Im Januar 1939 heiratete Erich Lustig in Berlin. Seine Ehefrau Ida, geborene Eilberg, war 1913 in der Hauptstadt zur Welt gekommen. Das Ehepaar nahm sich im März 1939 in der Reichenberger Straße 181 in Kreuzberg eine 1-Zimmer-Wohnung. Spätestens Anfang der 1940er-Jahre war das Leben für die Familienmitglieder in Berlin zum Existenzkampf geworden. Um nur eine der vielen einschneidenden Maßnahmen zu nennen, konnten sie sich mit der Polizeiverordnung vom 1. September 1941 „über die Kennzeichnung der Juden“ nur noch mit stigmatisierendem „Judenstern“ in der Öffentlichkeit bewegen. Erich Lustig war nach seinen Arbeitseinsätzen seit 1937 zuletzt Zwangsarbeiter bei den „Deutschen Hydraulik- und Präzisionswerken – Alfred Tewes AG“ in Wittenau. Ob er Kontakt zur dortigen Widerstandszelle der Saefkow-Jacob-Bästlein-Gruppe hatte, die im Betrieb gebildet wurde, ist nicht bekannt. Trotz ihrer Not nahm das Paar im Jahr 1941 oder 1942 zwei Pflegekinder von der Jüdischen Gemeinde auf: Manfred Cohn war 1933 in Berlin als Sohn der Jenny Cohn und des nach NS-Terminologie „deutschblütigen“ Arbeiters Willi Pröll zur Welt gekommen. Er besuchte die Knabenvolksschule der Jüdischen Gemeinde in der Kaiserstraße 29/30 besucht, bis diese im Juni 1942 schließen musste. Bevor er zum Ehepaar Lustig kam, war Manfred bei Hermann und Johanna Hirsch, geborene Cassriel, in Pflege gewesen, die in Friedrichshain in der Höchste Straße 4 lebten, bis sie im September 1942 nach Raasiku bei Reval deportiert und ermordet wurden. Das Schicksal von Manfreds leiblicher Mutter ist nicht bekannt. Der zweite Pflegesohn war Peter Schönwald, der 1936 in Wilmersdorf geboren worden war. Er war eine Zeit lang im Säuglings- und Kleinkinderheim der Jüdischen Gemeinde in der Wilhelm-Wolff-Straße 30-38 in Niederschönhausen untergebracht gewesen, bevor er für kurze Zeit zu dem Ehepaar Lustig kam.

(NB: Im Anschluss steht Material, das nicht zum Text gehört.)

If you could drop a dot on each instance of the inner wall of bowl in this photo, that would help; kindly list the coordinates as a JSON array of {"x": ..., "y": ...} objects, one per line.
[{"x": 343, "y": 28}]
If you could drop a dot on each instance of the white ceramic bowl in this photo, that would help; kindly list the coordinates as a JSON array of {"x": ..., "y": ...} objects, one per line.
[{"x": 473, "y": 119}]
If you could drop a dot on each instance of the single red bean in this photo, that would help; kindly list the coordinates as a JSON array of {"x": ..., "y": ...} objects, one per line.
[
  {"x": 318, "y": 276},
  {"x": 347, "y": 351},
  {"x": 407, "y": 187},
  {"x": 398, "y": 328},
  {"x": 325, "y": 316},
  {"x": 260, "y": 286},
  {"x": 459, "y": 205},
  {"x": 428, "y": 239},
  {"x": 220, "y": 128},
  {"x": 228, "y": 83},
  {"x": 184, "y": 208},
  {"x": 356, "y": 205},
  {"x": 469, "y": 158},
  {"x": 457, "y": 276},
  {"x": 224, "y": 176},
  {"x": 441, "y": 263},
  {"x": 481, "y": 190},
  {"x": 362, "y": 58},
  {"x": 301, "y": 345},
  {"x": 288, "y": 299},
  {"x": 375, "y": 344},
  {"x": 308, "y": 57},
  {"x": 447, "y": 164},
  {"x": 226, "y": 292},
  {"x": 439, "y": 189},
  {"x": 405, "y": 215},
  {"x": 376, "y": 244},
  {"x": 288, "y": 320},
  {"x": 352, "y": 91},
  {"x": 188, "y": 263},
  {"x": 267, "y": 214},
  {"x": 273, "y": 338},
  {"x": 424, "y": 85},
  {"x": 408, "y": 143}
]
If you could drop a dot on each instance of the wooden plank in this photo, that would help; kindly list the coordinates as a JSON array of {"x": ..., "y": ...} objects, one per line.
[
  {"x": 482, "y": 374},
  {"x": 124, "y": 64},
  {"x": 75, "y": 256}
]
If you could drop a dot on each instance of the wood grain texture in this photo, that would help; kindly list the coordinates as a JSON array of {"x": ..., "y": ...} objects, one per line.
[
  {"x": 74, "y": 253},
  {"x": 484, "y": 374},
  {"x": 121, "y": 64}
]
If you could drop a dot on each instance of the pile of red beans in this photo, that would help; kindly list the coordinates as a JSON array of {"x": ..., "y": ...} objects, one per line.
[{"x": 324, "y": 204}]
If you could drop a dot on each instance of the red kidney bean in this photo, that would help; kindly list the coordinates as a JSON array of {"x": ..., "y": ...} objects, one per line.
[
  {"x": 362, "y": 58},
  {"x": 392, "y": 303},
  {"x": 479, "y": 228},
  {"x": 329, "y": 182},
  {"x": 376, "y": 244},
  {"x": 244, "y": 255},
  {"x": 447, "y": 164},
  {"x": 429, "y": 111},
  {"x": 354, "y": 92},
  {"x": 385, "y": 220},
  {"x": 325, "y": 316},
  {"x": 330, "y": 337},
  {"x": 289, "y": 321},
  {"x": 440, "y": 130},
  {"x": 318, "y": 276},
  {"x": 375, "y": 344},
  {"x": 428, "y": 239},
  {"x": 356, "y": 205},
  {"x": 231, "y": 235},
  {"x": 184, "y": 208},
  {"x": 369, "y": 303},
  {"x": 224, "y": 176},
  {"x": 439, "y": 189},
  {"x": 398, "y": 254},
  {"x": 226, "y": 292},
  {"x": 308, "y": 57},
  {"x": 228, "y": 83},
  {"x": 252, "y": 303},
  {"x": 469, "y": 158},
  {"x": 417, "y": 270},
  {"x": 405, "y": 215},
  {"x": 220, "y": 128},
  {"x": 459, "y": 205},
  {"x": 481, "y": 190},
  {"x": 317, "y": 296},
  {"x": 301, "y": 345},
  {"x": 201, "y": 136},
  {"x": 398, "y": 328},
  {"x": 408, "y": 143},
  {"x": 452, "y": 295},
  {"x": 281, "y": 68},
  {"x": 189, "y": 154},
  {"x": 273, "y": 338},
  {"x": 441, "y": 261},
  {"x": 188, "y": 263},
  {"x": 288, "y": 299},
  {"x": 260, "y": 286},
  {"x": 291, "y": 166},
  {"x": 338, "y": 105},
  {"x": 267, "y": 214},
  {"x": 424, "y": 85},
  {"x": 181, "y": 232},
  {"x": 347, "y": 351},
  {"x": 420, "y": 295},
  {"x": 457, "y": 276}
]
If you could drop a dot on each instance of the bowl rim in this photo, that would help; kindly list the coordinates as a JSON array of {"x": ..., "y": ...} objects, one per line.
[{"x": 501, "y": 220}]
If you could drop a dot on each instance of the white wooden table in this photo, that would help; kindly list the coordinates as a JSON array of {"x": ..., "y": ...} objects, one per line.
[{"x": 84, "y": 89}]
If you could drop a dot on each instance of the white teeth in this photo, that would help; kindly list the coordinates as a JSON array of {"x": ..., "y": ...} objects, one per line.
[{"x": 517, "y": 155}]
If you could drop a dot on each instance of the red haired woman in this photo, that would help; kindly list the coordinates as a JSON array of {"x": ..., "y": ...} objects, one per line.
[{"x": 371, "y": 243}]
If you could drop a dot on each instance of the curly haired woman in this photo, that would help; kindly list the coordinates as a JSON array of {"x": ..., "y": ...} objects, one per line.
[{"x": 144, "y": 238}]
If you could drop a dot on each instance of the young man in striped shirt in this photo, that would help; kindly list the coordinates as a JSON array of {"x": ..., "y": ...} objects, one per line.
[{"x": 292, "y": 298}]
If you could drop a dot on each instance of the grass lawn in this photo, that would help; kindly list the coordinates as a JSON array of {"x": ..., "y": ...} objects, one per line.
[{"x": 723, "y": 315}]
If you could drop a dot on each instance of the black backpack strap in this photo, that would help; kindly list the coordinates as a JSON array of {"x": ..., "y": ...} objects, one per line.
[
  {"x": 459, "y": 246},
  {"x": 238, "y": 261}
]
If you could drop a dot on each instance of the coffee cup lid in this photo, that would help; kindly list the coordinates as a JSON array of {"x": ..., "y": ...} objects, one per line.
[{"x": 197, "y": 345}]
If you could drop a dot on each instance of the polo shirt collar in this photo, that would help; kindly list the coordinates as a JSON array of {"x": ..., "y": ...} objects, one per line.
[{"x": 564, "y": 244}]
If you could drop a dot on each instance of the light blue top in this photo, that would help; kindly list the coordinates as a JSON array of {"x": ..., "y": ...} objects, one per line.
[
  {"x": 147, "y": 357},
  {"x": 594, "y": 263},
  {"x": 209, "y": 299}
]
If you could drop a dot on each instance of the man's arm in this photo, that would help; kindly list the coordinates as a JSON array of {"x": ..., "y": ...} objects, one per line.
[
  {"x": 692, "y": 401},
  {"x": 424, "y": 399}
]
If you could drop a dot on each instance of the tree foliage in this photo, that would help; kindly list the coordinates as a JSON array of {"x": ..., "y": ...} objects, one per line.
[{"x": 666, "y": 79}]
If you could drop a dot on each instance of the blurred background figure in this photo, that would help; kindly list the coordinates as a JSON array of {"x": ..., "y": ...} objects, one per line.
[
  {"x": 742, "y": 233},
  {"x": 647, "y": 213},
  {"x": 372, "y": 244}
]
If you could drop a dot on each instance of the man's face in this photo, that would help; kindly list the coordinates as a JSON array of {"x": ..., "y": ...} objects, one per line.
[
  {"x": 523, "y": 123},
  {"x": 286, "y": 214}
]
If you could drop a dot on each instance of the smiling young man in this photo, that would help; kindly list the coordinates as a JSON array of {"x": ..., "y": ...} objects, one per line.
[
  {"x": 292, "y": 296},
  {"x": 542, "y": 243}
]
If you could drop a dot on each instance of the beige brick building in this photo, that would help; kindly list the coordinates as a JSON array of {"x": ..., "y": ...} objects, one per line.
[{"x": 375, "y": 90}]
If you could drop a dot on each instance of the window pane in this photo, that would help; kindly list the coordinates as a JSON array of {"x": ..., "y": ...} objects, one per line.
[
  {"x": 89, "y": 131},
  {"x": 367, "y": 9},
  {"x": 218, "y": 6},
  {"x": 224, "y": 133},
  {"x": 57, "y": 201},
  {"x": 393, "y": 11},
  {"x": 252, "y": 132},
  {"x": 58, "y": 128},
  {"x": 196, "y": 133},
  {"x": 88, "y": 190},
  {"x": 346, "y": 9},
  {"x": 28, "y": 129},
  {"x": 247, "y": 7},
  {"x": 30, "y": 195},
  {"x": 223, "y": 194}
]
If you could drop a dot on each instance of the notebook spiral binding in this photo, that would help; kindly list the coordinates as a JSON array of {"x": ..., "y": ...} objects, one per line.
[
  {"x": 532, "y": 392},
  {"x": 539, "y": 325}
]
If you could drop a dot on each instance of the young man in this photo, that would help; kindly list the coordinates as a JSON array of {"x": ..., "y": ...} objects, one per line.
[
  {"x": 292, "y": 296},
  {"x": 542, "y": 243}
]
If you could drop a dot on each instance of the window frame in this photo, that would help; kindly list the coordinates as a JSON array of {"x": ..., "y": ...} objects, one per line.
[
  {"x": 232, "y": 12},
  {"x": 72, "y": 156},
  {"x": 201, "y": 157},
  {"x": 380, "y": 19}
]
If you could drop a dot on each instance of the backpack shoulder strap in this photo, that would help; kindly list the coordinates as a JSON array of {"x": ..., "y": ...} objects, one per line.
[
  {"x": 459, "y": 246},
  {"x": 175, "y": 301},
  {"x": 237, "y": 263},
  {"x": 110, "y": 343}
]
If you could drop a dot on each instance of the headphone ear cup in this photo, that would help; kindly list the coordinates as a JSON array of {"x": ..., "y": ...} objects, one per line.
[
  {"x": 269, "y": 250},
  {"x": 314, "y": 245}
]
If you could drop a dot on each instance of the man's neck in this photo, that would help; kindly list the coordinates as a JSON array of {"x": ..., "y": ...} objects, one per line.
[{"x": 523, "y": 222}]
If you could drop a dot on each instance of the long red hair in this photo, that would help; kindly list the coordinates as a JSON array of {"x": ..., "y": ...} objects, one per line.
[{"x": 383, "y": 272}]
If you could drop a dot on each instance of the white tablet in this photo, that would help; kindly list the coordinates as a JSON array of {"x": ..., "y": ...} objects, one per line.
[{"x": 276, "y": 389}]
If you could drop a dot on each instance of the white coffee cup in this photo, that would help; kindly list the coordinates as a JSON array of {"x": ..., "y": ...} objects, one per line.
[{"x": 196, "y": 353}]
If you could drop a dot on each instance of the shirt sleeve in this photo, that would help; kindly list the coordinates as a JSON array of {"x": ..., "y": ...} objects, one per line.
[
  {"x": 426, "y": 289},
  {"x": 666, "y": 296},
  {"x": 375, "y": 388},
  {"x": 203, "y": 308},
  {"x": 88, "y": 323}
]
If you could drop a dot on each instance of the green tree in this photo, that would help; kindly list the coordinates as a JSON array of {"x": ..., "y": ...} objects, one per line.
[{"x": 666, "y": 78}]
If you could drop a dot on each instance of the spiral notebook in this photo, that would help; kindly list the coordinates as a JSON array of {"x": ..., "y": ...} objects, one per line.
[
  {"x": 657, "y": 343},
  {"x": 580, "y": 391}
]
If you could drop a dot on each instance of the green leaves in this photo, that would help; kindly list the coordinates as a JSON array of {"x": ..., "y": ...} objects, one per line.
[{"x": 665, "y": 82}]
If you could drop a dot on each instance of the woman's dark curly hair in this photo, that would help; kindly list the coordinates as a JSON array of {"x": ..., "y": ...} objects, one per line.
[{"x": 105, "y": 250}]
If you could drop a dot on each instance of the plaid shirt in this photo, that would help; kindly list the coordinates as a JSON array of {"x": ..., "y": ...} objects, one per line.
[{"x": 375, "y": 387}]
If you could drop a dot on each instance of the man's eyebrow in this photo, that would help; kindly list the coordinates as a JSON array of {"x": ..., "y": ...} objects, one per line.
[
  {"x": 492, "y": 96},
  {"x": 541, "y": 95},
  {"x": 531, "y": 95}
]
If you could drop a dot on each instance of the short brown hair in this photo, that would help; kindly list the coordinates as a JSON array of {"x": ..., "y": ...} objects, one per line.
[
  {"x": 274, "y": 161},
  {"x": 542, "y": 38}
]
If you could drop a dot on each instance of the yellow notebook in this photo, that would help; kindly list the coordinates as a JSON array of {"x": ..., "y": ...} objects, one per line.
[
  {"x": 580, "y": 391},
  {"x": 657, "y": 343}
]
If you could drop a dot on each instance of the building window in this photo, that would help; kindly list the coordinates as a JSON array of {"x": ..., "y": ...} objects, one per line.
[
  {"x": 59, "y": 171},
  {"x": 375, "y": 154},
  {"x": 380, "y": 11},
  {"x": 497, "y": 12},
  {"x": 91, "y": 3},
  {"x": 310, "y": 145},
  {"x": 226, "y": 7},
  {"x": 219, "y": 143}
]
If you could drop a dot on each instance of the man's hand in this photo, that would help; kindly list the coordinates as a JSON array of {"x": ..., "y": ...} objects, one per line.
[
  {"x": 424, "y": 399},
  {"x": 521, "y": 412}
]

Der Entrechtung folgte die Deportation: Erich und Ida Lustig sowie ihre beiden Pflegesöhne erhielten den Deportationsbescheid im Frühjahr 1943. Sie mussten ihre Wohnung in der Reichenberger Straße 181 räumen und wurden im Sammellager an der Großen Hamburger Straße 26 interniert. Die vier wurden gemeinsam am 26. Februar 1943 mit dem „30. Osttransport“ aus Berlin in das Vernichtungslager Auschwitz deportiert. Keiner von ihnen gehörte zu den wenigen Überlebenden von Auschwitz. Zum Zeitpunkt der Deportation war Erich Lustig 36 Jahre alt, seine Ehefrau 29, Manfred Cohn neun und Peter Schönwald sechs Jahre alt.

Nur wenige von Erichs Verwandten überlebten die NS-Verfolgung: Seine Eltern waren bereits Ende 1941 aus ihrer langjährigen Wohnung in der Köpenicker Straße 24 in eines der Berliner Sammellager verschleppt und am 27. November 1941 nach Riga deportiert worden. Dort wurden sie nach Ankunft am 30. November 1941 ermordet. Erichs Schwiegervater Israel Eilberg war 1939 in Berlin verhaftet und in das Konzentrationslager Sachsenhausen überstellt worden, wo er am 20. April 1942 ermordet wurde. Walter Lustig hatte zuletzt in Berlin zur Untermiete bei Hohenstein in einer Wohnung in der Oranienstraße 206 gelebt. Er wurde am 27. Februar 1943 in Berlin verhaftet und wenige Tage nach seinem Bruder mit dem „31. Osttransport“ nach Auschwitz deportiert. Nach der Ankunft des Transports wurde er am 2. März 1943 mit der Häftlingsnummer „104812“ in das Lager selektiert. Kurz vor Kriegsende wurde er in das Konzentrationslager Mauthausen weiterverschleppt, wo er am 29. Januar 1945 als Häftling registriert wurde. Walter erlebte noch die Befreiung des Konzentrationslagers durch US-Truppen am 5. Mai 1945, starb aber wenige Tage später, am 12. Mai 1945, an den Folgen jahrelanger Misshandlungen, Mangelversorgung und vollkommener Entkräftung. Erichs Schwester Helene Lustig, später verheiratete Gowa, überlebte im Exil in England und emigrierte nach Kriegsende in die USA. Seine Schwägerin Lucie, später verheiratete Kozak, wurde nach der erzwungenen Trennung von Walter nicht mehr aus rassistisch motivierten Gründen („Rassenverrat“) verfolgt und lebte später am Bodensee.